Six years ago Savana Redding was an eighth-grader in Arizona when a classmate was found to have some prescription-strength ibuprofen. The classmate told school administrators that Redding had some of the pills and the girl was searched. When a look through her backpack and outer clothing turned up nothing, Redding -- an honor student with no disciplinary record -- was told to take off her clothes and to move aside her underwear as two female school officials looked on. No contraband was found.

Redding was understandably upset by the encounter and never returned to the school. Her mother, with the help of the ACLU, brought suit against the school district and the offending school officials. The district court agreed with the school district, but the appeals court reversed the decision and the Supremes upheld that outcome.

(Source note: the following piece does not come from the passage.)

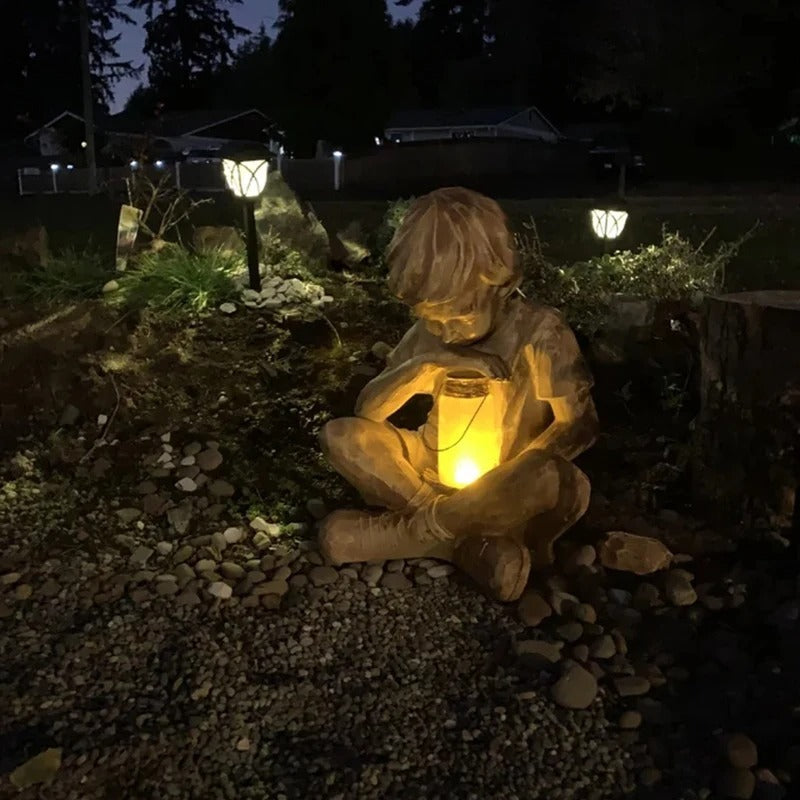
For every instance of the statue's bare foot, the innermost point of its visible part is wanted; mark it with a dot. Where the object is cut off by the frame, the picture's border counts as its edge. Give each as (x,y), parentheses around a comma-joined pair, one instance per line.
(499,565)
(357,536)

The Fourth Amendment of the US Constitution says, in part, that, "The right of the people...against unreasonable searches and seizures...shall not be violated..." In this case, I think, the school officials acted unreasonably in a couple of ways. First, what they were looking for did not meet the standard of "imminent danger." If the allegation was that Redding had a gun in her pants or a vial of anthrax, then the safety of everyone in the school would be immediately at risk. One or two ibuprofen wasn't going to bring the building down. The school's reasonable suspicion may have given them legitimate cause to search Redding's backpack and to make her empty her pockets, but not to have the teenager take her clothes off.

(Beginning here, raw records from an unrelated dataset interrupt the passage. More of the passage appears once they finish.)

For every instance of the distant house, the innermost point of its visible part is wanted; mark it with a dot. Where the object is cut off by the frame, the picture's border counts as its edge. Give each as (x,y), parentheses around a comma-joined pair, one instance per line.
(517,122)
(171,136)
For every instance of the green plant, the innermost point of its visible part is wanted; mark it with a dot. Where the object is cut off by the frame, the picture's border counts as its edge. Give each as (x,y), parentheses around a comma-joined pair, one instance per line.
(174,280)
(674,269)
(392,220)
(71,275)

Secondly, the accuser was another middle-school student -- one who was in trouble and looking to shift blame or bring someone else down. If a teacher had observed Redding passing out ibuprofen to classmates then it would be reasonable to expect the school to push this to another level, but even then I think you'd want to call in the parents -- Redding's mother was not informed of what was going on -- or to follow up in some other way.

Of course, Redding might, at one point, have possessed the pills in question. I'm not vouching for her innocence. However, given the two lines of argument above, it seems clear to me that school officials exercised their authority in an unreasonable manner and subjected the girl to a humiliating experience -- one that violated her Constitutional rights. Justice John Paul Stevens -- who I admire more and more -- called the actions of the school officials "clearly outrageous conduct." Stevens went on to write that, "it does not take a constitutional scholar to know that a strip search of a 13-year-old child is a significant invasion of constitutional rights."

1 comment:

N.starluna said...

The most interesting thing about this decision is that it is an 8-1 decision. Most of the decisions coming out of the Court recently have been narrow 5-4 rulings. That it was almost unanimous sends a strong message about the limits of authority held by school officials.

The hold out was none other than Clarence Thomas, who argued in his dissent that school officials should have broad authority to act in loco parentis (meaning "in the place of parents"). Apparently Thomas believes that parents have the right to order their 13 year old daughters to strip while looking for "contraband". I wonder whether child protective services would agree.